On the perimeter, Marquette was significantly better, ranking 119th out of 349 teams in defensive 3-point percentage. The team was also much better at jumping into passing lanes. Senior guard Natisha Hiedeman led the team with 62 steals. Marquette as a team was ranked 30th in the nation in steals last year.

Hiedeman said that with the team’s press and defense they are playing, players are going to be in positions to get steals. As long as they are in the positions Kieger puts them in, the steals are going to come to them.

Kieger said they went over different ways to enhance the team’s defense during the offseason.

“A huge focus for us is closeouts, rotations, make sure we’re in help side, make sure we’re plugging the paint and not allowing people to just get easy high percentage shots,” Kieger said. “We’ve drilled it over and over in the summer.”

That includes communicating while rotating on defense. If a defender is beat by the offensive player, then a second defender needs to “rotate” over if they are on the “help side.”

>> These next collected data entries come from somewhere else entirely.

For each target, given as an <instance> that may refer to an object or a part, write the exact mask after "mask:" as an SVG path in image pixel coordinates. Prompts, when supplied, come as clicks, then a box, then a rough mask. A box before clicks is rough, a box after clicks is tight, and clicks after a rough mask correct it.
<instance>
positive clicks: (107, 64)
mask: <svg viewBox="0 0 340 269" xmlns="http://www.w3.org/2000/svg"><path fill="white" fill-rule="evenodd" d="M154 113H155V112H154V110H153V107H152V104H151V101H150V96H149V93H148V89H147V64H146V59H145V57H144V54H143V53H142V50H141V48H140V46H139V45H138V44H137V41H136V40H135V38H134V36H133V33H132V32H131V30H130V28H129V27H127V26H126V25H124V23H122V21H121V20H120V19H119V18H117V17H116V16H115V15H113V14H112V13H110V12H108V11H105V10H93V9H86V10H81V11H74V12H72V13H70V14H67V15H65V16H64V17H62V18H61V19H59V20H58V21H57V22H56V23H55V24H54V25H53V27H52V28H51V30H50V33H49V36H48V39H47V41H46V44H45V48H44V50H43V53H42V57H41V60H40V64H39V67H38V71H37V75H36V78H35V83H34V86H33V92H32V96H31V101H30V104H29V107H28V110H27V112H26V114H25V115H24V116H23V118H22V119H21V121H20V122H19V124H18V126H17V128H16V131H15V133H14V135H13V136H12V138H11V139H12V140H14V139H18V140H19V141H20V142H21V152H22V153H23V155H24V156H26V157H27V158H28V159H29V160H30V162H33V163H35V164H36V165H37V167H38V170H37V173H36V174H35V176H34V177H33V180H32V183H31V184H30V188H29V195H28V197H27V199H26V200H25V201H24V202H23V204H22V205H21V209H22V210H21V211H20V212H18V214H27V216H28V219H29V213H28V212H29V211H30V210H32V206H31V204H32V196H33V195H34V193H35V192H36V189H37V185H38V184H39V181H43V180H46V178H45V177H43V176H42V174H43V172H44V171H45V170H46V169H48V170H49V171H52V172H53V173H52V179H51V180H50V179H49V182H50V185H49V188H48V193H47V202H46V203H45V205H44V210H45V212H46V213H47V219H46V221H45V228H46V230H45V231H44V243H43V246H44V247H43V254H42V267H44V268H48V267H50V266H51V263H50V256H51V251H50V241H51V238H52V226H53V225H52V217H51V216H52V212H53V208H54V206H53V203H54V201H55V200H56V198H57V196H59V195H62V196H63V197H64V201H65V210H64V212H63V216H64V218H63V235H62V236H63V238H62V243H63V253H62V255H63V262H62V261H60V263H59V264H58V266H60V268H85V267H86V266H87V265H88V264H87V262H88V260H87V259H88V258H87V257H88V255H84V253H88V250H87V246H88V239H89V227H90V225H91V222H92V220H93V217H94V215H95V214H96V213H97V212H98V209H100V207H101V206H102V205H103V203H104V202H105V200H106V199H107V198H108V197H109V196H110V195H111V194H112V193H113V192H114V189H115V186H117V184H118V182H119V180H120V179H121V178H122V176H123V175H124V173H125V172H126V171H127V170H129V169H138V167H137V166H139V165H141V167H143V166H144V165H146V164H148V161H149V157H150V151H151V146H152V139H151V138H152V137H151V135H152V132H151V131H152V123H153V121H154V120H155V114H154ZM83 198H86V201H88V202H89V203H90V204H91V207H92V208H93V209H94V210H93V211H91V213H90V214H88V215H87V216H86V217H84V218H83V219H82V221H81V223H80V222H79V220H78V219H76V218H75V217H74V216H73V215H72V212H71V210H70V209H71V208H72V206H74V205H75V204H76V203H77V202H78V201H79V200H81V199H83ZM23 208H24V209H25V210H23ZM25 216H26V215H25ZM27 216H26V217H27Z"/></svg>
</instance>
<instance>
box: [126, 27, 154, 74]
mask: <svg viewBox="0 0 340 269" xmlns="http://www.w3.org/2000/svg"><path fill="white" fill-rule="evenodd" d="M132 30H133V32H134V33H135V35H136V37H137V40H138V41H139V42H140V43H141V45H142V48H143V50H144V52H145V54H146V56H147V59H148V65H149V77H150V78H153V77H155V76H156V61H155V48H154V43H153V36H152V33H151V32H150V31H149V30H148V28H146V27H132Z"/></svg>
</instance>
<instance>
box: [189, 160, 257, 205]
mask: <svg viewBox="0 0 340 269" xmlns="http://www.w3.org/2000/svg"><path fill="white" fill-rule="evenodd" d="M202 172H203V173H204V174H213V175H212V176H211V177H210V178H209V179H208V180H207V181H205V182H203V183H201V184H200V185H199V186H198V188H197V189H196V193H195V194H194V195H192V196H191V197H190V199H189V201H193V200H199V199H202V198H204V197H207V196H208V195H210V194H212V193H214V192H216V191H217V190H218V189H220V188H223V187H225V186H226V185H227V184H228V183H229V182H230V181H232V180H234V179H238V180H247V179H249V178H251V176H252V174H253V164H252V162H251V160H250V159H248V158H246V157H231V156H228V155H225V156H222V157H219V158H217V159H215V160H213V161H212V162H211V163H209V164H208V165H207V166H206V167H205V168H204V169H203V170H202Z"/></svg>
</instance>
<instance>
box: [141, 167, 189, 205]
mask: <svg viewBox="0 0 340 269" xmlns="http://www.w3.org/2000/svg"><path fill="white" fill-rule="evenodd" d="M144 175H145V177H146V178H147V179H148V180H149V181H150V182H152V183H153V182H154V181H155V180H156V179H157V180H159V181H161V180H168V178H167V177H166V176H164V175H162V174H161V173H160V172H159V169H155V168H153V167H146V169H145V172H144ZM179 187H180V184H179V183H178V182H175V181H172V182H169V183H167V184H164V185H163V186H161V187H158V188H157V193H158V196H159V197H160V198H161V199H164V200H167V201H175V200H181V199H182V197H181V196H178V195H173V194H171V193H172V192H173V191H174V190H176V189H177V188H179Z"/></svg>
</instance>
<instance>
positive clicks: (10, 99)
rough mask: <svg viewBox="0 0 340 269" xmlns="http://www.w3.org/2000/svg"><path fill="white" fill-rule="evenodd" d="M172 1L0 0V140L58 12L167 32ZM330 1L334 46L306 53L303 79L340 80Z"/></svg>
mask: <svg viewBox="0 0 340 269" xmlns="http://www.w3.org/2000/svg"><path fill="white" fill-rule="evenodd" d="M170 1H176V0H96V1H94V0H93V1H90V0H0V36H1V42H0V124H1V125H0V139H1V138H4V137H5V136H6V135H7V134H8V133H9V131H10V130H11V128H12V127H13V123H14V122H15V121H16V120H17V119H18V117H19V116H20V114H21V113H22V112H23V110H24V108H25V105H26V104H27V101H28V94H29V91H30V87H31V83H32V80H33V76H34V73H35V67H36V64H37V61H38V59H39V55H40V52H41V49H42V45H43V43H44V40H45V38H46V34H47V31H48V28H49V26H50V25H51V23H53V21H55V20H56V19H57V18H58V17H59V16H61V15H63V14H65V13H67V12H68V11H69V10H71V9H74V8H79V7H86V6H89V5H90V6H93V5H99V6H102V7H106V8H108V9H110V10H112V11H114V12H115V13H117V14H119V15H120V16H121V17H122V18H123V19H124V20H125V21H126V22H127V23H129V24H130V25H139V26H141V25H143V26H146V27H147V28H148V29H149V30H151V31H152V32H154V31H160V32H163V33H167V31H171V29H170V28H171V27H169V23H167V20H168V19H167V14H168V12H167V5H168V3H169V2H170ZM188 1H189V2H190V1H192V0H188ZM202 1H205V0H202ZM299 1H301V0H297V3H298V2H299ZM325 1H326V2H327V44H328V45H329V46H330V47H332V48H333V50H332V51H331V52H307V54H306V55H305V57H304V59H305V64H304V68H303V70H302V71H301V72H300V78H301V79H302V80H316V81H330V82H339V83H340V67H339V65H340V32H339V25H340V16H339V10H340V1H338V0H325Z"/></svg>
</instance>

“If we communicate on the floor, that’s going to be the biggest factor to help us win more games,” Hiedeman said. “You’re not just talking to the left or right of you, you’re talking to the whole team. If everybody on the floor is aware of what’s happening, we’re going to be able to get more stops and win more games.”

Junior guard Isabelle Spingola said Marquette’s vocality intimidates opponents. Kieger said she has high expectations for Spingola defensively.

“She’s somebody who’s really crashing the boards right now. She’s getting in her rotations (and) she’s defending the ball better than she has before,” Kieger said. “Obviously we all know she can shoot the ball, but it was her defensive side of the ball and the rebounding (that) she’s really improved and put a focus on in this offseason.”

Spingola said when she arrived at college, defense was something she had to work at because of the quicker tempo of the college game.

While Marquette is trying to improve mentally with communication, the team is also trying to be faster physically with conditioning.

“We have our strength coach, and she helped us a lot with conditioning,” senior forward Erika Davenport said. “With the things that she was putting us through, it will help us to be quicker laterally on defense and help us get the first step on defense.”

The conditioning allows Kieger’s squad to maintain its reputation as an extremely up-tempo team.

“If you’re going to play fast and you’re going to try to keep up with us, it is going to be a track meet,” Kieger said. “It’s going to be hard for you as an opponent to keep up if you don’t practice it every day.”